Given these numbers & projections, we get a gross profit for Peloton of just over $2B by 2025. But there are many other things that we have to take into account like the Capex spending, which I believe will continue to see an increase of at least 5%/year and the interest & other income & expenses, which for Peloton are pretty insignificant.
So, the bottom line I think we will see for Peloton in 2025, including an estimated 15% effective tax rate is just under $1.7B.
The last important thing to take into account when doing long-term valuations is how the number of outstanding shares will continue to evolve, and in this case, I believe we will continue to see at least a 5% dilution for Peloton stock in the next years, which would mean by 2025 we would see almost 356M shares.
So, after all these estimates what are my price targets for the company in the long-run?
I always like to value companies on future P/E multiples, so, with a $4.69 EPS and depending on what P/E multiple you chose between 25 and 40, we can see the stock can trade in a range between $117 and $187.
We should also always take a look at what other analysts estimate for the stock, and we can see, there is not much coverage on the stock, but the other analyst predicted an even lower EPS by 2025.
Folks, my final price targets for Peloton by 2025 range between $129 for the Bear case, $152 for the base case and almost $176 for the bull case, implying gains between 19% and up to 63% on the stock, which I believe are not that interesting, as you can usually get similar returns by just investing in index funds, ETFs ore other stocks with much lower risk factors.
So yeah guys, these are my OVERALL price targets for the next 12 months and for 2025
But now, you are probably wondering, what do I expect in the next couple of days, weeks and months for Peloton?
Let’s start by looking at this CHART. We can see Peloton was trading on huge volumes towards the end of last year with 30-40M shares/day on multiple occasions, which we saw again once the Precor news popped up.
Since that moment, the stock seems to have fallen out of favor, as the volume has consistently stayed below 10M shares/day.
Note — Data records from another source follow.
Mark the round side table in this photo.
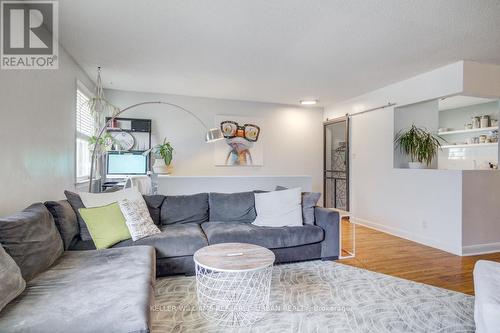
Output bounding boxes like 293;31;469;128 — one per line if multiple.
194;243;275;327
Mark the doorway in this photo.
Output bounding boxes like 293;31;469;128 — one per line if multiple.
323;116;349;211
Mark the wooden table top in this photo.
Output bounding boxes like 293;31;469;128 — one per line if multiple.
193;243;275;272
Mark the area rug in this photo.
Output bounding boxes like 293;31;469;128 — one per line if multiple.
152;261;474;333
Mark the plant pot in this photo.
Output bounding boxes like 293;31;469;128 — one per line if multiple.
153;158;171;174
408;162;425;169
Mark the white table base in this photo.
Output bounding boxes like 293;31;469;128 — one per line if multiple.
196;264;273;327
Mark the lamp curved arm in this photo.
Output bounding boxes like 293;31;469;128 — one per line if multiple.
89;101;209;192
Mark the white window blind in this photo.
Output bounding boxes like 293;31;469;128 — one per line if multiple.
76;89;95;182
76;89;94;137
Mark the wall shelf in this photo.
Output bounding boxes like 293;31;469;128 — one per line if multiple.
441;142;498;149
438;126;498;135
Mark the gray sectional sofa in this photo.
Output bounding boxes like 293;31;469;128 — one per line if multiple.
0;192;339;333
64;188;339;276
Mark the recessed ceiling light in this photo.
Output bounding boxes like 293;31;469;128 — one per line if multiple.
300;99;318;105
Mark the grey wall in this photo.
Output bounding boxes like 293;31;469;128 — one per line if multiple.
106;90;323;192
0;48;92;216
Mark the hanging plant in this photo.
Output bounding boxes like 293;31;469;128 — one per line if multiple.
155;138;174;166
394;124;444;166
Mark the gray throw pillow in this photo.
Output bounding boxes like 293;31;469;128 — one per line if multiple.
161;193;208;225
0;203;64;282
209;192;257;223
0;245;26;311
275;186;321;225
45;200;80;250
142;195;165;225
64;191;92;240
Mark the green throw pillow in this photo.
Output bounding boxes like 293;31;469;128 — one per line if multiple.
78;202;131;249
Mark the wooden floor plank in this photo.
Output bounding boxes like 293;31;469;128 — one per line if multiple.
338;222;500;295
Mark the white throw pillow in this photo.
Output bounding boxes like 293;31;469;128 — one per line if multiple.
118;198;161;242
252;188;302;227
79;188;144;208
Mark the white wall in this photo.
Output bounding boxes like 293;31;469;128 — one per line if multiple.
463;170;500;254
0;48;92;216
325;61;500;255
325;62;463;254
105;90;323;192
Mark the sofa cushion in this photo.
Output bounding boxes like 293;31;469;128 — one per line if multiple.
45;200;80;250
64;191;92;241
114;223;208;258
0;247;155;333
79;199;132;249
161;193;208;225
143;195;165;225
275;186;321;224
201;222;324;249
0;203;64;282
0;245;26;311
209;192;257;223
253;188;303;227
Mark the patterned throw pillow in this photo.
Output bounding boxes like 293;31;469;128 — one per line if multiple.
118;199;161;241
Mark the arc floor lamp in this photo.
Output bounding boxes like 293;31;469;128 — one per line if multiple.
89;67;223;192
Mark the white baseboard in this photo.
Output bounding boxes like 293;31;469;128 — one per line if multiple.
462;242;500;256
354;217;462;256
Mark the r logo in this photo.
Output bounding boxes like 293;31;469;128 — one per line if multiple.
1;0;58;68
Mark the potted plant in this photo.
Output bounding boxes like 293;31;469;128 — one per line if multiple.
394;124;442;169
88;132;115;155
153;138;174;173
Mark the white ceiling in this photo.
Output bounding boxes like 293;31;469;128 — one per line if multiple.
59;0;500;105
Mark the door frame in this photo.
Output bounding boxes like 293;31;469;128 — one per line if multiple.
323;114;351;211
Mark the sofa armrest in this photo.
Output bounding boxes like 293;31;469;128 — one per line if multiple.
314;207;340;260
474;260;500;333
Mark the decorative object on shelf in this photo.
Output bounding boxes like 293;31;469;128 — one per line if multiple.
153;138;174;174
215;116;264;166
471;116;481;128
111;132;135;151
89;67;223;192
394;124;444;169
481;114;490;128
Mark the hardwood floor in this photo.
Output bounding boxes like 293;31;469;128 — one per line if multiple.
338;219;500;295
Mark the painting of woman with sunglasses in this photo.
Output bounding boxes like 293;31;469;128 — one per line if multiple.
220;120;260;166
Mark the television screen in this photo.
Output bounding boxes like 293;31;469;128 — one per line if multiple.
107;152;148;175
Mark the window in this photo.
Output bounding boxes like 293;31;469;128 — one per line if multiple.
76;87;95;183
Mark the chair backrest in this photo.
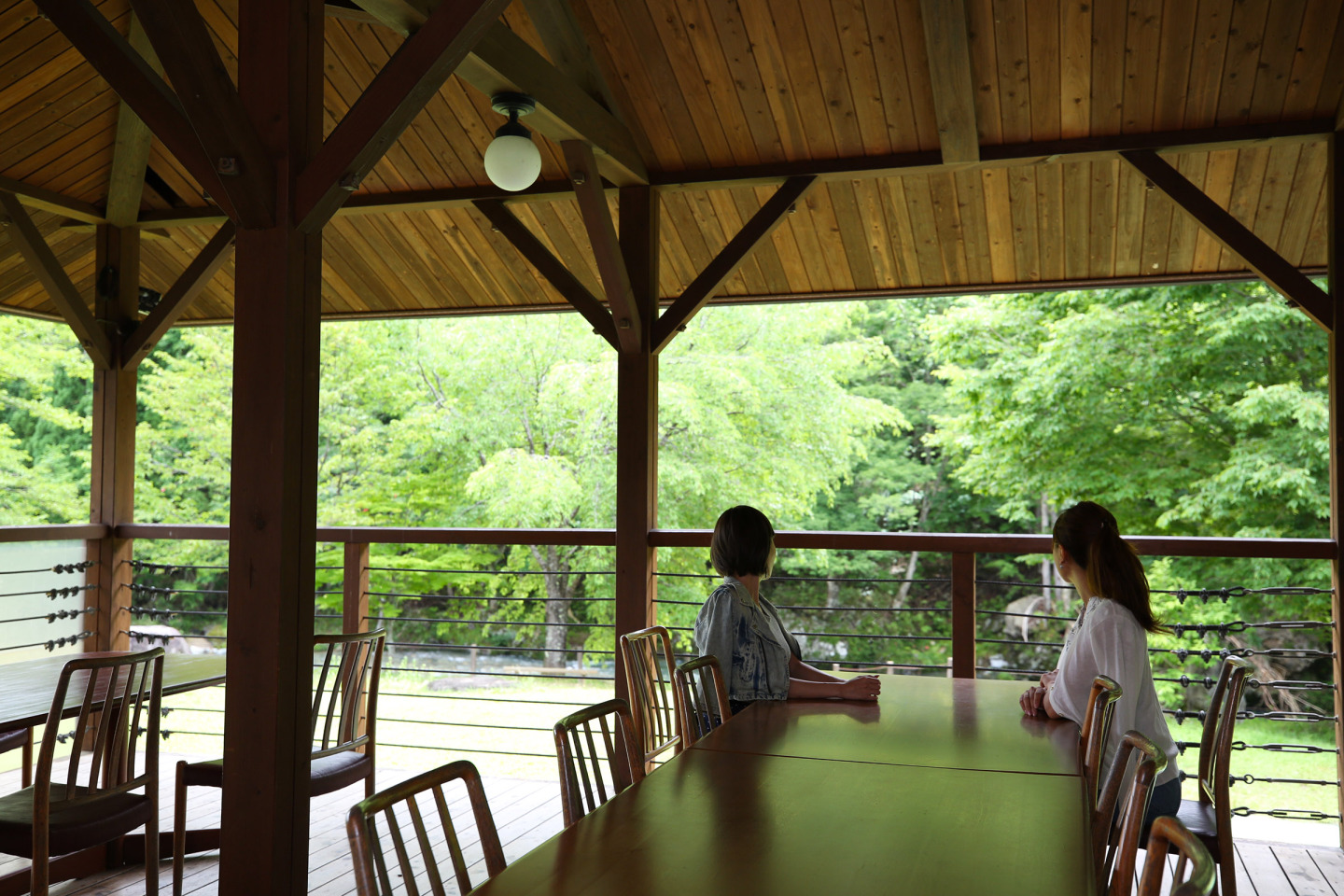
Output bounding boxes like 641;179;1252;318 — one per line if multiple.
312;629;387;758
1198;657;1253;811
34;648;164;807
555;698;644;828
621;626;681;771
1093;731;1167;896
672;654;733;747
1139;816;1218;896
345;759;505;896
1078;676;1125;806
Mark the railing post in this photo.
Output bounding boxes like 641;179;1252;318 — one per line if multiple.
952;553;975;679
342;541;369;634
1326;122;1344;847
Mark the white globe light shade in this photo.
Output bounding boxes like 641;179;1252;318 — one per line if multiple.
485;134;541;192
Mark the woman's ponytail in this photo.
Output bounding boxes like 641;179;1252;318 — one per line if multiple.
1054;501;1165;633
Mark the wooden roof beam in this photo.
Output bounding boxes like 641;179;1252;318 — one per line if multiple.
132;0;275;227
294;0;510;232
34;0;238;217
106;13;162;227
341;0;650;187
1121;149;1333;330
919;0;980;165
121;220;236;371
653;177;818;352
0;192;113;370
560;140;644;354
476;199;620;348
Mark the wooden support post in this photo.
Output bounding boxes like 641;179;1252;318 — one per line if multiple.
219;0;323;896
342;541;369;634
952;553;975;679
85;224;140;651
1326;131;1344;847
616;187;659;698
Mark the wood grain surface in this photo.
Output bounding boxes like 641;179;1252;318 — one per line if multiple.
0;652;224;732
694;676;1078;775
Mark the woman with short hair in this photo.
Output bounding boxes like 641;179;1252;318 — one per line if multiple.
694;504;882;712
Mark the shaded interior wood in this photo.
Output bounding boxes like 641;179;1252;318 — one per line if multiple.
0;0;1327;322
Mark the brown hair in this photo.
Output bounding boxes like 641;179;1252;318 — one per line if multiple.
1053;501;1167;633
709;504;774;575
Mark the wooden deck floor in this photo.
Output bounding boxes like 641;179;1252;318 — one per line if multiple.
0;755;1344;896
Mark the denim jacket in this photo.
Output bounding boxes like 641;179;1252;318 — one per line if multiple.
694;576;803;700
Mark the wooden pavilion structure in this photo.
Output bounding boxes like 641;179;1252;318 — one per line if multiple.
0;0;1344;893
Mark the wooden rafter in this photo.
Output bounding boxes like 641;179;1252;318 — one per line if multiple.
919;0;980;165
1121;150;1335;329
0;192;113;370
296;0;510;232
653;177;816;352
132;0;275;227
355;0;650;186
476;199;617;348
121;221;236;370
128;116;1335;227
34;0;236;217
560;140;642;352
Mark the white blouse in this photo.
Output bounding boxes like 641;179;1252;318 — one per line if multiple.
1050;597;1180;785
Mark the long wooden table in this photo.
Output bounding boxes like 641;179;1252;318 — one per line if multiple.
0;652;224;896
479;676;1094;896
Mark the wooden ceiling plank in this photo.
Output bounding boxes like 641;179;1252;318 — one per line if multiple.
34;0;236;217
1059;0;1091;138
1218;0;1268;125
1121;0;1163;133
121;221;236;371
476;199;620;348
0;177;104;224
132;0;275;229
1087;160;1120;278
1124;152;1332;330
1277;144;1329;267
919;0;980;165
1031;163;1066;282
1250;0;1307;121
296;0;508;232
106;15;162;227
562;140;644;352
0;192;113;370
1058;161;1091;282
653;177;816;352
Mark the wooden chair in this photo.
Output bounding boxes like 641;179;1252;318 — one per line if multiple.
672;655;733;747
1078;676;1125;806
555;700;644;828
0;648;164;896
1139;816;1218;896
172;629;387;896
1093;731;1167;896
0;728;33;787
345;759;505;896
1176;657;1252;896
621;626;681;773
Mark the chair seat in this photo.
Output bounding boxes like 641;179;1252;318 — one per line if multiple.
186;749;373;796
0;785;153;859
1176;799;1218;854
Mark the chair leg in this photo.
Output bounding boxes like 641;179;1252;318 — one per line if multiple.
175;761;187;896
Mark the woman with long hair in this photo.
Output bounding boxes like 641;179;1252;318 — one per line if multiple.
1021;501;1180;838
694;504;882;712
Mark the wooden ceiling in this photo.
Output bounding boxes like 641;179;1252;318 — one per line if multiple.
0;0;1344;322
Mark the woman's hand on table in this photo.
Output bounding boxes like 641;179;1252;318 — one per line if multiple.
1017;687;1048;716
836;676;882;700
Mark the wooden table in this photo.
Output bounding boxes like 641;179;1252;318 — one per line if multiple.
0;652;224;896
477;676;1094;896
The stock is pretty oversold right now after the recent sell-off caused by the spike in treasury yields, but has a decent support line near the $108 levels, though I believe it will face major resistance to break $138 again given the fact that no major catalysts are expected soon, as most of the earnings and revenue growth is already priced in the stock price.
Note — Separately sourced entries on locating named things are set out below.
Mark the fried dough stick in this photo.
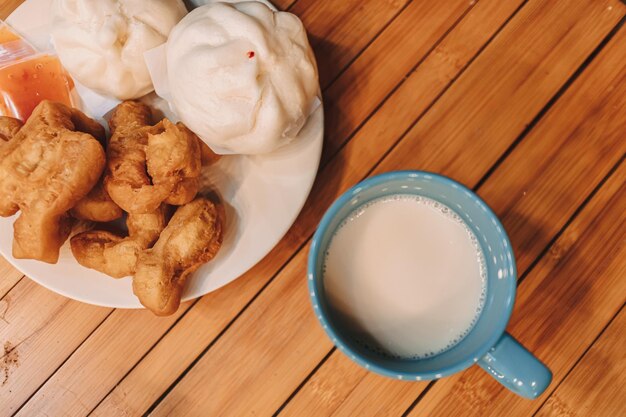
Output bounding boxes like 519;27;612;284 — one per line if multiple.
104;101;201;214
0;101;105;263
133;197;224;316
70;204;167;278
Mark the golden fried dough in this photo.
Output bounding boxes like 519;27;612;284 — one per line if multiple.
0;101;105;263
0;117;23;147
70;178;124;223
133;197;224;316
198;138;221;166
70;205;167;278
104;101;201;213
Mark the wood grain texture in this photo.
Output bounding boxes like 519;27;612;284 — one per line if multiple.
0;0;626;417
536;307;626;417
17;304;189;416
285;13;626;415
323;0;472;156
410;158;626;416
144;2;612;415
291;0;412;88
0;279;109;415
11;1;468;413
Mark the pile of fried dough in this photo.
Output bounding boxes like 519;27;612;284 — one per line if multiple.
0;101;224;315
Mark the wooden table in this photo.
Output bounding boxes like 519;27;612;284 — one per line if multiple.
0;0;626;416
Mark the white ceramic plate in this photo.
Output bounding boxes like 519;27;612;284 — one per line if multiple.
0;0;324;308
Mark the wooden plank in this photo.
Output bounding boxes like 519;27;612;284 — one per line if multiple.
324;0;470;155
0;2;468;410
536;307;626;417
4;0;459;412
290;0;412;88
0;256;24;300
283;0;532;416
410;162;626;416
141;6;624;415
284;11;626;416
0;279;109;414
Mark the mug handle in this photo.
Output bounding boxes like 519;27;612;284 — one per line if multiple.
478;332;552;399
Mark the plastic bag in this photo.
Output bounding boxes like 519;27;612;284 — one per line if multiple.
0;21;74;121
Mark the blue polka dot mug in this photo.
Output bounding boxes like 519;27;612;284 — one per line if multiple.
308;171;552;398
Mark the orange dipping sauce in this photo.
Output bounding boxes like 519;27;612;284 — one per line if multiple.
0;55;74;121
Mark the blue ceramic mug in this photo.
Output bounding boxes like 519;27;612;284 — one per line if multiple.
308;171;552;398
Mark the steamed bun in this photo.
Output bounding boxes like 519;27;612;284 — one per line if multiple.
166;2;319;154
52;0;187;100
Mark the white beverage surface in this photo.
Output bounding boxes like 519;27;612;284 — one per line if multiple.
324;195;486;358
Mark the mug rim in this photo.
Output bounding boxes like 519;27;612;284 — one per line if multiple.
307;170;517;381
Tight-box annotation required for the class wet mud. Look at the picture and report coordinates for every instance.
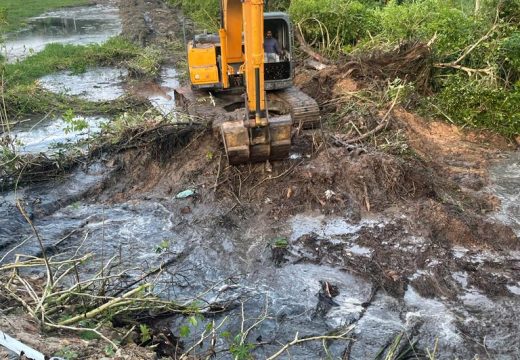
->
[0,2,520,359]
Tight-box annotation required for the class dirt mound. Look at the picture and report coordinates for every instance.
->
[119,0,182,46]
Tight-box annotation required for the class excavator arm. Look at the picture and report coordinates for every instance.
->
[219,0,292,164]
[219,0,268,126]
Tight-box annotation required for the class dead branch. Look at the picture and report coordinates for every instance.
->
[267,326,354,360]
[16,199,54,286]
[332,84,401,146]
[433,23,498,76]
[59,284,152,325]
[294,25,331,65]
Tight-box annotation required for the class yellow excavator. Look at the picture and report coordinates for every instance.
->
[177,0,320,164]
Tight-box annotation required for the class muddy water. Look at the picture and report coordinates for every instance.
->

Folks, I always check what other wall street analysts think of the stock, and it seems in this case they are massively overvaluing the company in my opinion with 23 bullish ratings and just 2 bearish views, with an average price target of $165.
So, are you asking yourself, what would I do?
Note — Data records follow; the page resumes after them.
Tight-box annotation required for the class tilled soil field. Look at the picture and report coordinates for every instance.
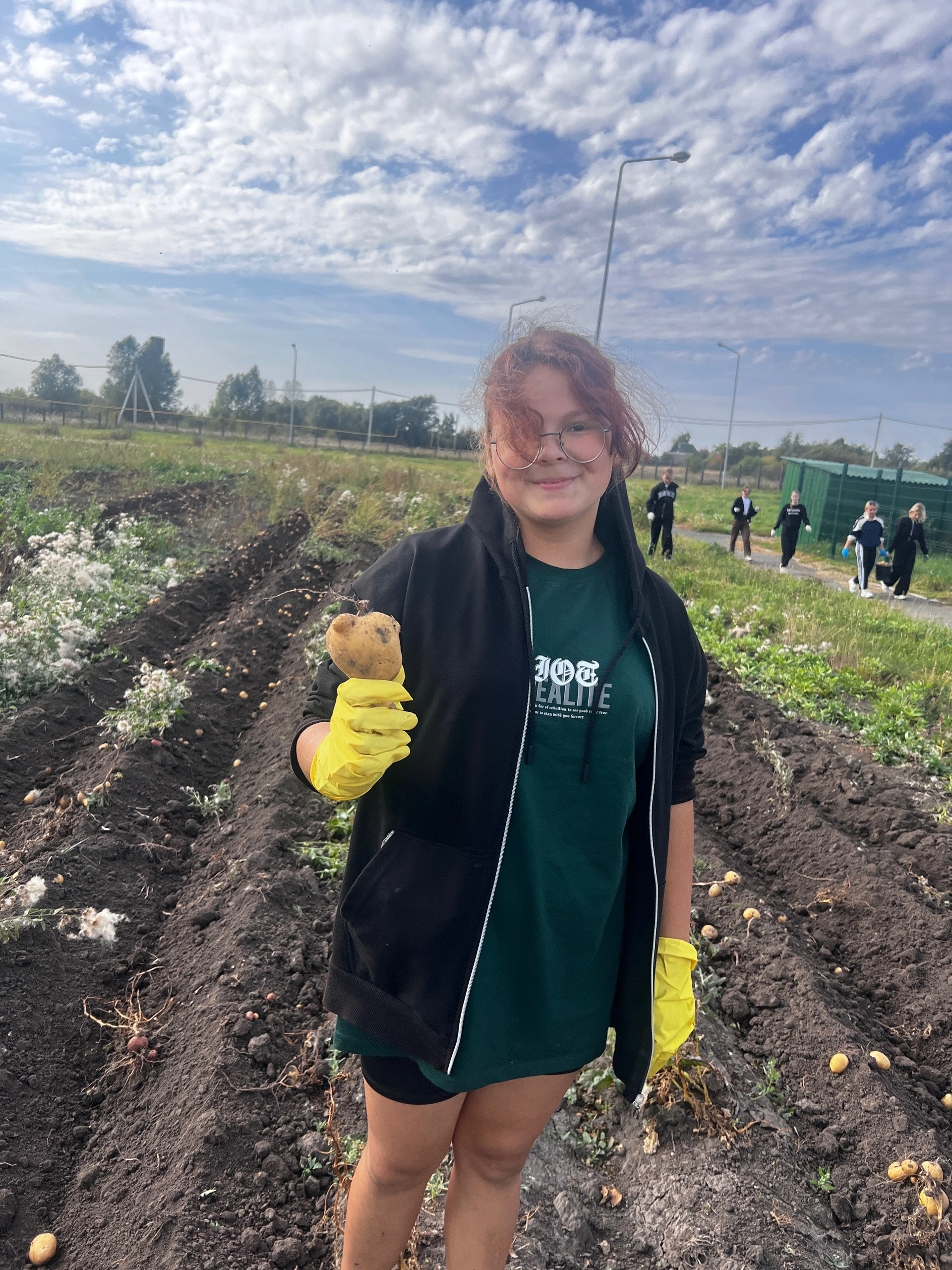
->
[0,517,952,1270]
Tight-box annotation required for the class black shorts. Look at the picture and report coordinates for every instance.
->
[360,1054,456,1106]
[360,1054,575,1106]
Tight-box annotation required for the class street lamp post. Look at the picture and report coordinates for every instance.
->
[288,344,297,446]
[717,339,740,489]
[595,150,691,344]
[505,296,546,344]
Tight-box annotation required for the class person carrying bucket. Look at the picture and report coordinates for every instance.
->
[880,503,929,599]
[843,499,886,599]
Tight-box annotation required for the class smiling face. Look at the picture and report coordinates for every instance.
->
[486,366,612,531]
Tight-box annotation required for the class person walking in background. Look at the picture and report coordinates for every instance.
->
[645,467,678,560]
[843,499,886,599]
[771,489,810,573]
[880,503,929,599]
[728,485,760,564]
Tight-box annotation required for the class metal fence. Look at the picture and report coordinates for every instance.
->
[782,458,952,556]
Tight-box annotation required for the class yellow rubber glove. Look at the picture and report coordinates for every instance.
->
[311,667,416,803]
[648,936,697,1077]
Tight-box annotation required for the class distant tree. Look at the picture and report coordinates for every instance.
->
[773,432,871,466]
[211,366,267,419]
[880,441,915,467]
[927,441,952,475]
[29,353,82,401]
[373,396,439,447]
[100,335,181,410]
Well, I would mostly stay away from this stock, as I believe there are far better opportunities out there in the stock market, but if you like you can nibble a little and buy some Peloton after this big sell-off, as the stock is down a lot from its all-time highs.
Yeah guys, these are my projections and my expectations for the company, I think Peloton will struggle to enter households with more than 1 of their products, as you can see, only 3% of their customers use both a bike and a tread, which given the huge price tags of their products is understandable.
I also believe the big % of people that are paying month to month their Peloton subscriptions is another reason for concern, as people are much more likely to ditch those once normal gyms become more attractive once again, and as you can see HERE, the trend was not working that much in their favor before 2020, with modest increases in fitness subscriptions & quarterly workouts, while their total revenue and average monthly workouts were even going the wrong way.
And finally, after comparing my projections to Peloton’s own guidance, which is way lower than my predictions, it’s obvious the company itself doesn’t expect this insane growth to continue, and even if they do continue to expand in multiple countries, not many countries outside the US will really enjoy their products which are very expensive for most of the countries in the world.